Posted: Wed Jul 30, 2008 11:35 am
by Twayne
I believe the thing that is more of a problem is various injections.


For sure. IMO it's gotten to the point wher it's easier to test for what's NOT there as opposed to what IS there.
that the following would probably be sufficient validation:

1. Valid eMail should have only one "@"
2. After the @, there should be no special characters but a hyphen, and at least one period
3. Before the @, letters, numbers, hyphens, periods are OK

That should alert you to anything strange, and of course, provide the necessary alert to the user if they enter it incorrectly.
Thanks for the response; that's how I feel too but the more I look into this the more I begin to wonder. It's a lot like discovering there's no Santa Claus :^)

Surprisingly, taking #1, if I read the RFCs and Simon correctly, there actually can be multiple @ signs. In fact, the symbols that CAN be used were rather surprising to me; that's why I turned to the forum here. I haven't completed reading the RFCs for myself yet, but, based on the validation failure I already had and the following, it's a whole new world out there nowadays as the military e-mail from Iraq rather rudely showed me<g>.
------------------------
Local Part:
-------------------------
* Local Part (preceding the last '@' symbol; ASCII hex value 40)
* Domain Part (following the last '@' symbol; ASCII hex value 40)
o IP Address Literal (if used instead of a domain name)
+ IP v4 Address Literal
+ IP v6 Address Literal (full & compressed)
+ IP v6 v4 Address Literal (full & compressed)

1. A non-quoted local part may consist of alpha (a-z) (x61-x7A) (A-Z) (x41-x5A), numeric (0-9) (x30-x39) and the following characters: !#$%&'*+-/=?^_`{|}~ (x21, x23, x24, x25, x26, x27, x2A, x2B, x2D, x2F, x3D, x3F, x5E, x5F, x60, x7B, x7C, x7D, x7E) respectively. - RFC 3696 - 3 & errata, RFC 2822 - 3.2.4

2. Dots may also be present in the local part, but can not be the first nor last character, nor adjacent to another dot (.) (x2E). - RFC 3696 - 3, RFC 2822 - 3.2.4

3. The local part may be a double quoted (") (x22) string consisting of any ASCII characters except the following: NULL (x00), TAB (x09), LF (x0A), CR (x0D), " (x22), \ (x5C). However the following are permitted in a local part double quoted string if escaped (preceded by a backslash, (\), (x5C)): x01 thru x09, x0B, x0C, x0E thru x7F. - RFC 3696 - 3 & errata, RFC 2822 - 3.2.1 - 3.2.5

4. Maximum length of the local part is 64 characters. - RFC 3696 - 3 & errata, RFC 2821 - 4.5.3.1
-----------------

So in the end, I just figured hell, work out something simple, and you're right, check for newlines etc., and go right for the MX, not that that's any real proof either. As you can see there can even be multiple @ signs. I don't pretend to understand a quoted local part, but ... it will work, I tried it by creating such an address for myself.

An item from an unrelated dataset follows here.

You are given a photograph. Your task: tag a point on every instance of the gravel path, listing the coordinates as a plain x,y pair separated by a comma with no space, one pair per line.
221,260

Then you have to balance reality with what you'll actually find being used, but ... had I not heard from the guy in Iraq, I'd have had more confidence in setting it up. It makes me wonder how much trouble overseas folks may have due to these filters, and what else might be already in use that I'm not aware of? I didn't think multiple @s would ever happen either, but there turns out to be a lot of holes in what I don't know I know<g>.

Regards,

Twayne

Someone more learned please correct me if I'm missing something major.

PHOENIXHEART: Right, of course! :lol:[

Re: E-mail Validation

Posted: Wed Jul 30, 2008 1:42 pm
by omniuni
I'm so curious now. Can you tell us sort of what this eMail address this was?

what exactly was so unusual about it?

I've messed around in cPanel, and I have been unable to create an eMail address with @ or ~ or other special characters. Just "." and "-" and "_".